Depuis L’Arme fatale, comme scénariste, puis avec son passage derrière la caméra avec Kiss Kiss Bang Bang, on le sait, Shane Black maîtrise la recette du buddy movie à la perfection. Il connaît tous les trucs et astuces pour mettre en place un duo attachant de protagonistes aux caractères contraires lancés dans une aventure improbable. Mais ce qui fascine justement chez ce réalisateur, c’est l’impression de facilité qui se dégage de sa mise en scène, jamais plombée par l’héritage dont il se réclame, jamais engluée dans une mélancolie démodée. Au cœur de chaque séquence, il y a une trouvaille burlesque, une information dissimulée à l’arrière-plan, un petit pas de côté qui empêche la sensation de déjà-vu. Toute la puissance comique de The Nice Guys se situe dans cette recherche permanente du décalage. Un tel parti-pris est jouissif pour le spectateur qui se trouve sans cesse sollicité par un film mené tambour battant...
The Nice Guys nous renvoie à un pan du cinéma de divertissement d’avant le PG-13 et toute forme d’inquiétude liée au politiquement correct. Le temps où les héros pouvaient boire, fumer, tuer et baiser à l’écran, sans que les exécutifs de studio ne s’inquiètent. Le temps où un personnage pouvait commettre des erreurs, mal agir et se montrer immoral. Comprenez donc que chez Shane Black, quand on se bastonne, on pète des bras, quand on tire, les cervelles repeignent les murs, et quand les starlettes se déshabillent, la caméra ne se détourne pas pudiquement...
On rit pas mal pendant le film grâce au talent inné de Black pour les punchlines et l'alchimie explosive entre Crowe et Gosling. Mais c'est avant tout cette sincère tendresse pour ses héros bras cassés qui fait le prix de la farce. Réinterprétation du buddy movie tel qu'il l'a lui-même conçu, The Nice Guys voue par ailleurs un culte fasciné à l'iconographie californienne des seventies : le X et ses soirées too much, les tubes disco, les pépées sexy et pubs d'époque, on se croirait dans le Boogie Nights de P.T. Anderson. Cette detective story transpire la nostalgie d'une Amérique moins propre sur elle, plus dangereuse, haute en couleur et réjouissante à observer...
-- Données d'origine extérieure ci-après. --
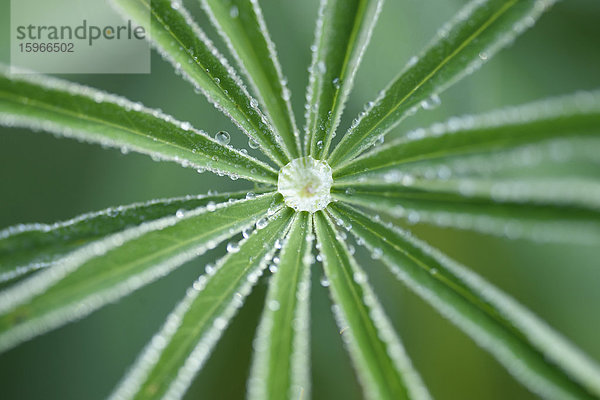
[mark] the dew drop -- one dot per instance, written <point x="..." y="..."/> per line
<point x="233" y="247"/>
<point x="253" y="144"/>
<point x="336" y="83"/>
<point x="223" y="137"/>
<point x="376" y="254"/>
<point x="431" y="103"/>
<point x="261" y="223"/>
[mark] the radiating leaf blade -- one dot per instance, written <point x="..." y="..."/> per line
<point x="554" y="219"/>
<point x="342" y="35"/>
<point x="106" y="270"/>
<point x="473" y="36"/>
<point x="173" y="357"/>
<point x="25" y="248"/>
<point x="575" y="116"/>
<point x="383" y="367"/>
<point x="182" y="42"/>
<point x="537" y="356"/>
<point x="546" y="211"/>
<point x="71" y="110"/>
<point x="280" y="367"/>
<point x="242" y="27"/>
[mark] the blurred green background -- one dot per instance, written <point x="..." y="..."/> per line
<point x="44" y="179"/>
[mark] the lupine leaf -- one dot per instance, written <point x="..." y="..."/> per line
<point x="473" y="36"/>
<point x="342" y="35"/>
<point x="280" y="367"/>
<point x="177" y="37"/>
<point x="25" y="248"/>
<point x="242" y="27"/>
<point x="113" y="267"/>
<point x="537" y="356"/>
<point x="571" y="116"/>
<point x="170" y="361"/>
<point x="88" y="114"/>
<point x="380" y="360"/>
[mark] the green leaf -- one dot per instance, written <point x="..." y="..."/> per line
<point x="79" y="112"/>
<point x="473" y="36"/>
<point x="342" y="35"/>
<point x="567" y="117"/>
<point x="113" y="267"/>
<point x="383" y="367"/>
<point x="241" y="25"/>
<point x="553" y="211"/>
<point x="177" y="37"/>
<point x="280" y="367"/>
<point x="26" y="248"/>
<point x="537" y="356"/>
<point x="170" y="361"/>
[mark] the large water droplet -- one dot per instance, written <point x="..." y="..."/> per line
<point x="305" y="184"/>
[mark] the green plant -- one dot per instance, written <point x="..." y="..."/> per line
<point x="461" y="173"/>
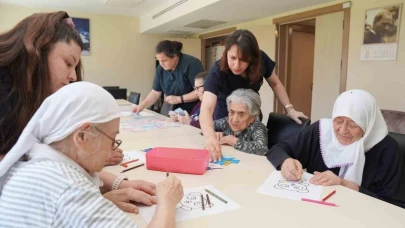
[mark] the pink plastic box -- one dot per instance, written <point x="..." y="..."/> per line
<point x="178" y="160"/>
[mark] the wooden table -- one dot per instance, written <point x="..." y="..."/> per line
<point x="240" y="182"/>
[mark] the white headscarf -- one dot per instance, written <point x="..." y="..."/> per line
<point x="361" y="107"/>
<point x="58" y="117"/>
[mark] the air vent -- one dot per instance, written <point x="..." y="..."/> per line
<point x="204" y="24"/>
<point x="168" y="9"/>
<point x="123" y="3"/>
<point x="179" y="32"/>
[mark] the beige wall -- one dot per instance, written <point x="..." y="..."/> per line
<point x="120" y="55"/>
<point x="385" y="80"/>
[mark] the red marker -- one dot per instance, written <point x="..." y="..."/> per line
<point x="328" y="196"/>
<point x="319" y="202"/>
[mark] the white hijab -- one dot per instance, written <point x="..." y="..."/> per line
<point x="361" y="107"/>
<point x="59" y="116"/>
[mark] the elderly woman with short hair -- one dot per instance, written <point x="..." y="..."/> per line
<point x="242" y="128"/>
<point x="67" y="143"/>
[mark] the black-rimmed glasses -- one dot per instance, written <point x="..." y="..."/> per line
<point x="115" y="143"/>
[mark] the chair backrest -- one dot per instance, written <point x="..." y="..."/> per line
<point x="111" y="87"/>
<point x="118" y="93"/>
<point x="281" y="127"/>
<point x="400" y="138"/>
<point x="134" y="97"/>
<point x="166" y="107"/>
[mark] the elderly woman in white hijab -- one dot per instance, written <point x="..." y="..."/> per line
<point x="66" y="143"/>
<point x="352" y="149"/>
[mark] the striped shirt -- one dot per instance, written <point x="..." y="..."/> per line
<point x="45" y="193"/>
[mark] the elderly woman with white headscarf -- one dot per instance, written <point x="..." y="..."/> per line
<point x="352" y="149"/>
<point x="242" y="128"/>
<point x="66" y="143"/>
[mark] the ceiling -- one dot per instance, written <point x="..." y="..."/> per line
<point x="115" y="7"/>
<point x="221" y="13"/>
<point x="232" y="12"/>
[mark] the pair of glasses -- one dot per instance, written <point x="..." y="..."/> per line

Quant à Ryan Gosling, jamais l'acteur n’avait à ce point assumé son côté tête à claque. Dans ce rôle de détective privé alcoolique looser ultime, Gosling explose littéralement, tord son image et s’en moque avec un plaisir communicatif. Le résultat est un régal, parfois hallucinant, lors de séquence où l’acteur parvient à éclipser Russell Crowe déjà très charismatique en gentille brute qui a troqué la bibine pour les patates. A noter qu’il serait long ici de lister toutes les références glissées dans The Nice Guys, mais la plus intéressante est probablement cet emprunt, qu’il soit volontaire ou non, à Inspecteur Gadget : jamais le personnage de Gosling ne résoudra une affaire sans l’aide de sa fille Holly, possible transposition du personnage de Sophie du dessin animé original !!!